Nothing is the same after you move away.
Even the neighbors are moving, almost all of them, this summer. Soon there won't be anyone on the block who really knows us, who can tell the new people who move in to our old place stories about roasting marshmallows over our backyard fireplace, or how TJ used to terrorize the younger kids, or how all the kids would come over to our house to make cookies.
Nothing is the same after you move away.
I wonder who will wind up with the swingset? The wooden one that the people who lived here before us bought, and gave to their neighbors 3 years ago, who gave it to the neighbors on the other side of us when they left, who gave it to us. We'll pass it along to the neighbors as we leave, but they aren't far behind us.
Nothing is the same after you move away.
I wonder if there will be any trace of us left here after we leave. Seems funny to just move on without putting down roots of any kind, without leaving any hint that we were here (I mean besides the broken bits of frisbee buried in the mud in the backyard). I've scrubbed the walls pretty well, so I don't think there will be handprints left. This has been an important place for us. We survived a deployment here. We got stronger here. Emma and Nathan call this place home. Now we are just supposed to clear out of here and take everything with us?
Are home and family really so separate and distinct?

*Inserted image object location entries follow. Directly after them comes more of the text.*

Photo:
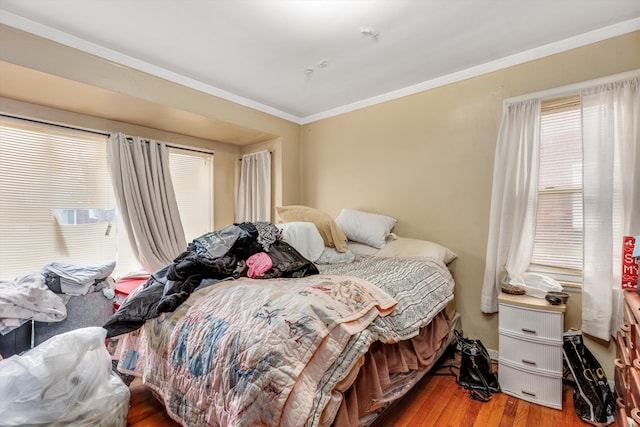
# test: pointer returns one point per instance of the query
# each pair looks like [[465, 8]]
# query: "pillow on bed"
[[361, 248], [331, 256], [364, 227], [331, 233], [407, 247], [304, 237]]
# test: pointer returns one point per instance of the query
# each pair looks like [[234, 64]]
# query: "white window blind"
[[57, 203], [192, 178], [559, 222], [56, 197]]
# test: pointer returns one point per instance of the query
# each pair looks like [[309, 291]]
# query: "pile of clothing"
[[252, 249]]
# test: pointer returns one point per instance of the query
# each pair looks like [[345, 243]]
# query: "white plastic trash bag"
[[536, 285], [65, 381]]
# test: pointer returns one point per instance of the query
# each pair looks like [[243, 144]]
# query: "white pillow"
[[364, 227], [304, 237], [407, 247], [332, 256], [361, 248]]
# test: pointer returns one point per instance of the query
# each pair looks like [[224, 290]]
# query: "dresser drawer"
[[632, 400], [533, 386], [530, 354], [532, 324]]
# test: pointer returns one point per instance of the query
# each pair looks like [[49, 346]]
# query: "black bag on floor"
[[475, 373], [592, 397]]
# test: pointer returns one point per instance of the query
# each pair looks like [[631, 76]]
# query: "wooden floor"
[[435, 401]]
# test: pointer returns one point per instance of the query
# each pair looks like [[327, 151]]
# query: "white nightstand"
[[530, 348]]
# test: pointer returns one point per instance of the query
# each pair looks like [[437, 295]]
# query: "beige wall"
[[45, 73], [427, 159]]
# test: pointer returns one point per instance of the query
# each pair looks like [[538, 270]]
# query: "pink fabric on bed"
[[364, 396], [258, 264]]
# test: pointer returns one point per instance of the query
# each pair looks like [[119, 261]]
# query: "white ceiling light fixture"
[[370, 32]]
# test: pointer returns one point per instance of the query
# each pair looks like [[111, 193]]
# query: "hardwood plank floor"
[[436, 401]]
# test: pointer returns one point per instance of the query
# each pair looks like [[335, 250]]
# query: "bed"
[[317, 343]]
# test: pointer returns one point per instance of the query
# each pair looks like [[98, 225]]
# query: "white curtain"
[[254, 194], [140, 175], [513, 200], [611, 180]]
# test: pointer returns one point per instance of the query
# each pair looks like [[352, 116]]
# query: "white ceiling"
[[303, 60]]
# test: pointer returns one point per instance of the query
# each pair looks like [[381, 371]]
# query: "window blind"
[[559, 221], [56, 197], [58, 205], [192, 178]]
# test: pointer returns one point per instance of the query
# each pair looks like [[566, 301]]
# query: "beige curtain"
[[254, 194], [513, 200], [611, 179], [141, 180]]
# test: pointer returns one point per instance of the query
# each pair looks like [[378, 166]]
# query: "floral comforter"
[[251, 352]]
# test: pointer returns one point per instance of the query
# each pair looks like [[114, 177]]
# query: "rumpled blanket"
[[251, 352], [28, 298]]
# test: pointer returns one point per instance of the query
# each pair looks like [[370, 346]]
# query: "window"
[[558, 240], [192, 178], [52, 179], [57, 203]]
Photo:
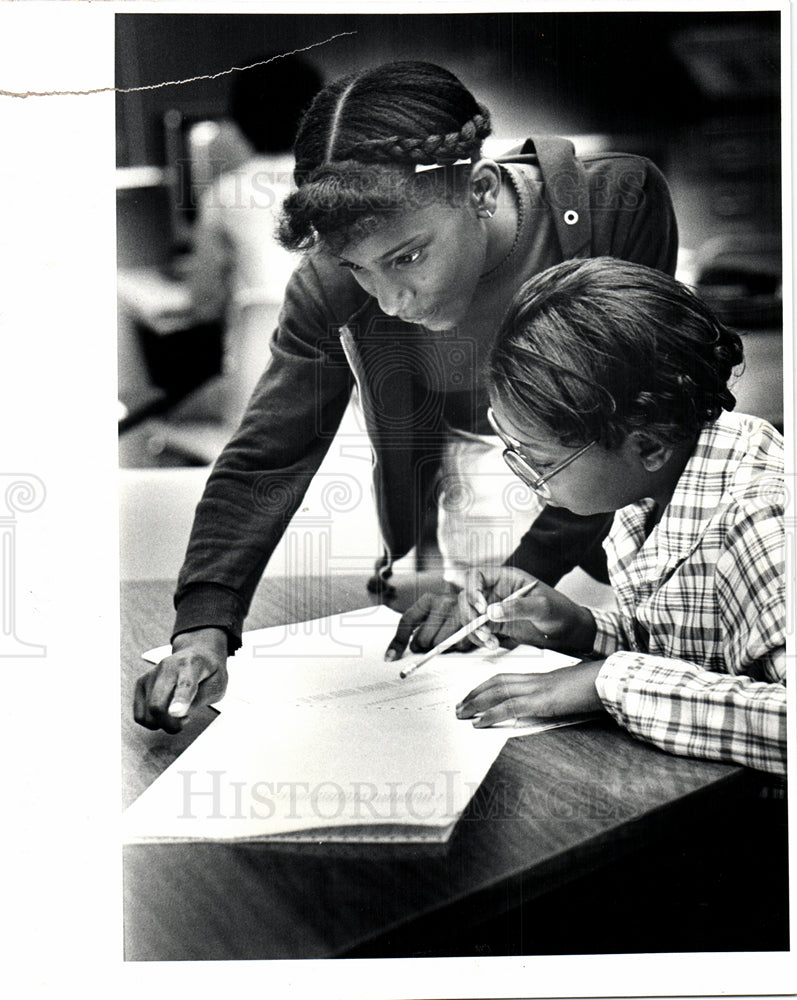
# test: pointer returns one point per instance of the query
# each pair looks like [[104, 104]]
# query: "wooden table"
[[565, 821]]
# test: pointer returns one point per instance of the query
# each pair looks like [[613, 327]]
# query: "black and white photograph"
[[431, 605]]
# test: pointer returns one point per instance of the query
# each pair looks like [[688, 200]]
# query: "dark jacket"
[[331, 335]]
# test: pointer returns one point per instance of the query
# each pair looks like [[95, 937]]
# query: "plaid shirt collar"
[[637, 564]]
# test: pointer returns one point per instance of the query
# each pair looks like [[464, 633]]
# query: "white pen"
[[466, 630]]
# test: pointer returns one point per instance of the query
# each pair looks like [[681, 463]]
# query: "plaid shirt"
[[696, 651]]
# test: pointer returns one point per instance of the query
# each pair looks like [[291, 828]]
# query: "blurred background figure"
[[236, 271], [203, 316]]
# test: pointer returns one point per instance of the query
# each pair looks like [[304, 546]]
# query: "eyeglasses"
[[521, 467]]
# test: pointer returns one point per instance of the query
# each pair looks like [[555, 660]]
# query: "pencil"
[[466, 630]]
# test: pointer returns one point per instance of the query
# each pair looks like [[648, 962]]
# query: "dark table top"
[[554, 806]]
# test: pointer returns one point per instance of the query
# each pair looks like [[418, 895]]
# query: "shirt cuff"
[[608, 633], [612, 679], [209, 605]]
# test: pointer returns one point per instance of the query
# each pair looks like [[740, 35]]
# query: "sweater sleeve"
[[262, 475]]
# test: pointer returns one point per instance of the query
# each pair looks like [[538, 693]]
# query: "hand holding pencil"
[[469, 628], [483, 614]]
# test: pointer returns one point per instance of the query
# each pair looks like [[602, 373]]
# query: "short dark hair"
[[359, 144], [594, 349], [267, 101]]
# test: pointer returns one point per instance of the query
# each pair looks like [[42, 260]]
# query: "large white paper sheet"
[[320, 739]]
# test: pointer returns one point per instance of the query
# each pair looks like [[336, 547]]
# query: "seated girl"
[[609, 389]]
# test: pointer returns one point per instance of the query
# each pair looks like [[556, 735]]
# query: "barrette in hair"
[[419, 167]]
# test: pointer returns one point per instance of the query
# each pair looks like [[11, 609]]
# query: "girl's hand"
[[544, 617], [432, 618], [567, 691]]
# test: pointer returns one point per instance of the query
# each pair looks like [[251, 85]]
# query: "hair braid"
[[433, 149], [360, 140]]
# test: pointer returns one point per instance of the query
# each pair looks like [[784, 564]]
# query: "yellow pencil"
[[466, 630]]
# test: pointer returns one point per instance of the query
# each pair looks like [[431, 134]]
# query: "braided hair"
[[360, 142], [594, 349]]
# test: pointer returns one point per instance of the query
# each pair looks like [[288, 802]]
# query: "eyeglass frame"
[[522, 468]]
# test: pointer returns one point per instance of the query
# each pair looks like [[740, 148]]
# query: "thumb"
[[189, 678], [518, 608]]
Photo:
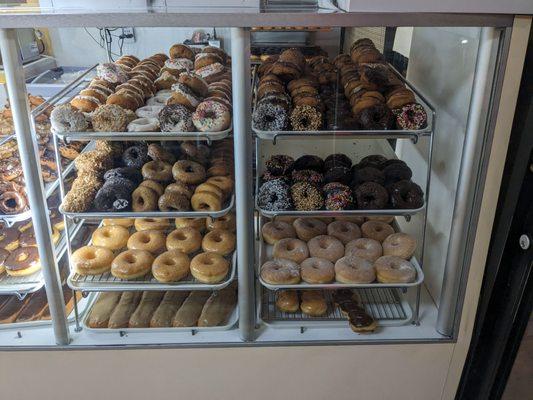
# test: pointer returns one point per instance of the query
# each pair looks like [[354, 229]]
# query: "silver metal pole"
[[242, 141], [28, 150], [474, 137]]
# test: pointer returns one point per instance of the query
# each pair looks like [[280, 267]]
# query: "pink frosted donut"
[[211, 116]]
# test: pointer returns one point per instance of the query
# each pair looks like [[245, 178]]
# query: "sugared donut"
[[391, 269], [274, 231], [352, 269], [345, 231], [291, 249], [92, 260], [132, 264], [376, 230], [369, 249], [209, 267], [308, 228], [113, 237], [317, 270], [400, 245], [219, 241], [187, 240], [280, 272], [152, 241], [171, 266], [326, 247]]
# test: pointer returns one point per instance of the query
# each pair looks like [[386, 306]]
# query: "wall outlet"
[[128, 33]]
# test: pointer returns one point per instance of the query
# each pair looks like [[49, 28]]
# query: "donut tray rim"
[[112, 284], [334, 318], [334, 285], [97, 215], [230, 323]]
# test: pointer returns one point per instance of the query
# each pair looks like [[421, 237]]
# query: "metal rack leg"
[[242, 141], [28, 150]]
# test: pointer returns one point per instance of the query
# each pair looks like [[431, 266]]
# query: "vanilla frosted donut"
[[400, 245], [391, 269], [144, 124], [353, 269], [345, 231], [148, 111], [326, 247], [369, 249]]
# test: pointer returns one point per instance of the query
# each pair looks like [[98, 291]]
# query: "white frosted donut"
[[144, 125], [148, 111]]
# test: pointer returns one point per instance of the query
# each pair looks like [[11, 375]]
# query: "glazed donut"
[[211, 116], [345, 231], [187, 240], [188, 172], [308, 228], [143, 125], [144, 199], [209, 267], [152, 241], [219, 241], [145, 224], [205, 201], [112, 237], [326, 247], [159, 171], [317, 270], [276, 230], [287, 301], [280, 272], [369, 249], [132, 264], [22, 261], [172, 201], [92, 260], [226, 222], [400, 245], [376, 230], [195, 223], [352, 269], [125, 222], [171, 266], [291, 249], [391, 269]]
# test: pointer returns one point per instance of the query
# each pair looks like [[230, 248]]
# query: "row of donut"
[[369, 97], [163, 254], [312, 251], [116, 310], [336, 183], [315, 304], [130, 95], [152, 177], [18, 247]]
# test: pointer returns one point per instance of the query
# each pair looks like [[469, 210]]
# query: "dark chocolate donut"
[[135, 156], [371, 196], [406, 195], [309, 162]]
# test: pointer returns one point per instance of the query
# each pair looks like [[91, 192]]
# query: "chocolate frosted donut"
[[406, 195], [135, 157], [274, 196], [309, 162], [371, 196], [306, 197], [279, 164]]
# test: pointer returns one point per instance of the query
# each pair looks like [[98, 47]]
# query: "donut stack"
[[319, 251], [310, 183], [200, 96]]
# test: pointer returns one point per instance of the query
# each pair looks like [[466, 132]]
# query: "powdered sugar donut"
[[211, 116]]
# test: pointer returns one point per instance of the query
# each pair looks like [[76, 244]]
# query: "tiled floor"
[[520, 383]]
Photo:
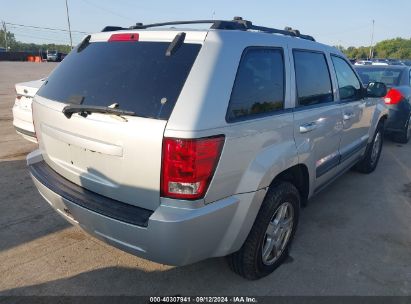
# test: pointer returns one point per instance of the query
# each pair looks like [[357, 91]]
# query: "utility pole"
[[5, 34], [372, 40], [68, 21]]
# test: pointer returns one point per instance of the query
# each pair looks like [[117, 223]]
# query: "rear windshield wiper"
[[85, 110]]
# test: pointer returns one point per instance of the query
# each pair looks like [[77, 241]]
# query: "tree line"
[[16, 46], [398, 48]]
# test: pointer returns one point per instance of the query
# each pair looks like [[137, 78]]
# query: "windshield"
[[137, 76], [391, 77]]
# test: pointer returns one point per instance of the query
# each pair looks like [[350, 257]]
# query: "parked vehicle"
[[22, 115], [406, 62], [180, 145], [363, 62], [398, 99], [52, 56]]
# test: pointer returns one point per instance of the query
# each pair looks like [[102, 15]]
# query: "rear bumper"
[[174, 236]]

Maybe there will be a few footprints left, footnotes left of our life here. Clues that anyone with a hankering for archeology could figure out. A bead here (from Emma's famous beaded socks), a lego there...
Maybe the new occupants will wander down the hall and hear the tinkling of the piano or mandolin not knowing where it was coming from.
Or maybe they will step through the door and love the place, from the new wooden floorboards to the ceiling - just really love it, and say, "Now this is a place my family can call home." because we have.